# Dissolving 2.2 Troy Ounces Gold in Just 240ml - VIDEO



## kadriver (Sep 26, 2018)

This one is kind of neat. I probably could have used less.

https://youtu.be/IqxZujxgYB4

kadriver


----------



## Shark (Sep 26, 2018)

I hate to that guy but isn't 250 ml plus 110 ml equal 360 ml? The title says 250 ml.

Any way Thanks for another good video.

I should have watched the end before typing,


----------



## Lou (Sep 27, 2018)

Ten ounces a liter is usually a pretty saturated solution, but you can go more.

Heck, you can have 600+ g/L platinum


----------



## autumnwillow (Oct 9, 2018)

It takes a little bit less than 0.3ml of nitric acid and 0.9ml of HCl to dissolve a gram of high purity gold.


----------



## anachronism (Oct 9, 2018)

autumnwillow said:


> It takes a little bit less than 0.3ml of nitric acid and 0.9ml of HCl to dissolve a gram of high purity gold.

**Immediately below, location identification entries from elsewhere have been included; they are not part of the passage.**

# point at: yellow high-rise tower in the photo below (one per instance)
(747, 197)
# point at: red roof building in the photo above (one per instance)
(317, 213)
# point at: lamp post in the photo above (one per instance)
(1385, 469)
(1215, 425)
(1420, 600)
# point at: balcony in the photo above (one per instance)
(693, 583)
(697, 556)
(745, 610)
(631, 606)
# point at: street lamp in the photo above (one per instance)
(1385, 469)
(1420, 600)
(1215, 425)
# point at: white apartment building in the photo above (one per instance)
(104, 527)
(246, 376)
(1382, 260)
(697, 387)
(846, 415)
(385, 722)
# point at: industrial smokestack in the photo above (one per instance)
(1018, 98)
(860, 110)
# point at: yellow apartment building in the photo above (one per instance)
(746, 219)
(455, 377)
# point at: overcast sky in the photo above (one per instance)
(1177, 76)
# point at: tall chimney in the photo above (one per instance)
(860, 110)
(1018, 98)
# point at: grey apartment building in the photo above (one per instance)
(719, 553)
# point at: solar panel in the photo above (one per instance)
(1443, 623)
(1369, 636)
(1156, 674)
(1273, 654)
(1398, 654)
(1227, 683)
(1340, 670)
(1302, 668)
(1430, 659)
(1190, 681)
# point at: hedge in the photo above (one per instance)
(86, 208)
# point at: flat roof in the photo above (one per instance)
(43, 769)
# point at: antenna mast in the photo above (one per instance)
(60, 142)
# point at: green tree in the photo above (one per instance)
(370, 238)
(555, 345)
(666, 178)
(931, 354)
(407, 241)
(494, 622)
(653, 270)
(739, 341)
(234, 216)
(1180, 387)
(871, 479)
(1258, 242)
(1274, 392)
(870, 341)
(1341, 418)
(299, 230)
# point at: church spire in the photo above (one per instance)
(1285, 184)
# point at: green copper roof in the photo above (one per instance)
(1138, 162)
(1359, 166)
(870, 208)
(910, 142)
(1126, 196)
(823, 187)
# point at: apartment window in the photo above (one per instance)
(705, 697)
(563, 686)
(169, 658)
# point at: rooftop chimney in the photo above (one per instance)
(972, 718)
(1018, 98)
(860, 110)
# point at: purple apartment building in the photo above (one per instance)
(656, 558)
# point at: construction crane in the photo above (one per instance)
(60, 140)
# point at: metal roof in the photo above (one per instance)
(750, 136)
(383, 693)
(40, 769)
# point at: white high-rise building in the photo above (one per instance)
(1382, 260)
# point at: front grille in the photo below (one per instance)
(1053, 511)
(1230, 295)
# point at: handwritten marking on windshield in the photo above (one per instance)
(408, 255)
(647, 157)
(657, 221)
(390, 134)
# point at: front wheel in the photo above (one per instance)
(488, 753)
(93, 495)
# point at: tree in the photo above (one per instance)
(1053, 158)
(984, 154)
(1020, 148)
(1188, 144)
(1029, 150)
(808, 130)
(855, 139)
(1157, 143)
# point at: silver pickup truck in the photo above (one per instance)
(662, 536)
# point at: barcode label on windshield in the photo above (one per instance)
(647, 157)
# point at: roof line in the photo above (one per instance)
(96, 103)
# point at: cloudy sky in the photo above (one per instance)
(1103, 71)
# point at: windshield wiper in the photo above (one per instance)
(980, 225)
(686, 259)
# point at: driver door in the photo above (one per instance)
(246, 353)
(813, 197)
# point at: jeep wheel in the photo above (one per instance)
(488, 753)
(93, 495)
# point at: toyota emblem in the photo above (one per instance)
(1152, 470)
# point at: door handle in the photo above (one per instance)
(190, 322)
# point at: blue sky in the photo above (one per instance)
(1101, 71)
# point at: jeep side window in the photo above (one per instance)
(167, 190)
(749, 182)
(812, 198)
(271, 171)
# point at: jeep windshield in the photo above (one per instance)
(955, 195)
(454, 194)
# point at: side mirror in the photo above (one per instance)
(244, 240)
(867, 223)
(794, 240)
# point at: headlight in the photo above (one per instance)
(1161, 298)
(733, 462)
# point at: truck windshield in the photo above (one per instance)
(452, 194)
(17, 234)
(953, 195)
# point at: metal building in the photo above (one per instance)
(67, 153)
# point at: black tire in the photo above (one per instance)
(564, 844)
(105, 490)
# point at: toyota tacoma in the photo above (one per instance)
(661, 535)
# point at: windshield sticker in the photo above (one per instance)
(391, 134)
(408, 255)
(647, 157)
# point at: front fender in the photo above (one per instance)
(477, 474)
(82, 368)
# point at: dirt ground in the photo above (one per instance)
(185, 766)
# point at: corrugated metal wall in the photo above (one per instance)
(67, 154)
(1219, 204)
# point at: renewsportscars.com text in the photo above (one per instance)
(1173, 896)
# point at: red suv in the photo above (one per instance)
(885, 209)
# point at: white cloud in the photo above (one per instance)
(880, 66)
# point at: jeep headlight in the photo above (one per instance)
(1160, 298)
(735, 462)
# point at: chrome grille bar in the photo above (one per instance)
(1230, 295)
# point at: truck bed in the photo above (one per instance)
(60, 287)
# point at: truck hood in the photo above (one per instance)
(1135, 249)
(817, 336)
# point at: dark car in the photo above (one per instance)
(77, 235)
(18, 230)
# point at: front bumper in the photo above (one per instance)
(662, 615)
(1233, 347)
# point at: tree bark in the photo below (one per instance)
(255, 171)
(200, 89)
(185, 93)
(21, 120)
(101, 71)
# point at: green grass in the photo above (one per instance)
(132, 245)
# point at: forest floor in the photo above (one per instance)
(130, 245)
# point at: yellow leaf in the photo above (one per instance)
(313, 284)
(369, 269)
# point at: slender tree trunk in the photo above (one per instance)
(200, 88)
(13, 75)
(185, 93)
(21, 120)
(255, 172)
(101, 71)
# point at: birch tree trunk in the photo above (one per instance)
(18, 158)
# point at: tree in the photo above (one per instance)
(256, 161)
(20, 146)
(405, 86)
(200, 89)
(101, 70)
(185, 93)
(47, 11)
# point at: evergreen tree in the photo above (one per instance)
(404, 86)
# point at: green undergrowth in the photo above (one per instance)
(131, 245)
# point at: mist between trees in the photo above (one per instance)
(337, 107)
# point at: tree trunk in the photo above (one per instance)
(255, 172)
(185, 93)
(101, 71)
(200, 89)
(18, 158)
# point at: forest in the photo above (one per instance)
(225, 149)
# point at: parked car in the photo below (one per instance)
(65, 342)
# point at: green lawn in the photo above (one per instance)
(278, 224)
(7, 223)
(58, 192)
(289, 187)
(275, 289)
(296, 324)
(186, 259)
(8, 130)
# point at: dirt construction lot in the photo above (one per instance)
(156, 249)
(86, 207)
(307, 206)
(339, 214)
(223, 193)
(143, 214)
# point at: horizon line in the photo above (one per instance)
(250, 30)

True. I've not run the exact maths however I've banged on for years on that 1ml of Nitric is not required per gramme of gold.


----------



## snoman701 (Oct 9, 2018)

Since this video was posted I just assumed he generated chlorine gas then bubbled it through his HCl to dissolve sponge. 

Imagine my disappointment after being bored enough to click on the link.


----------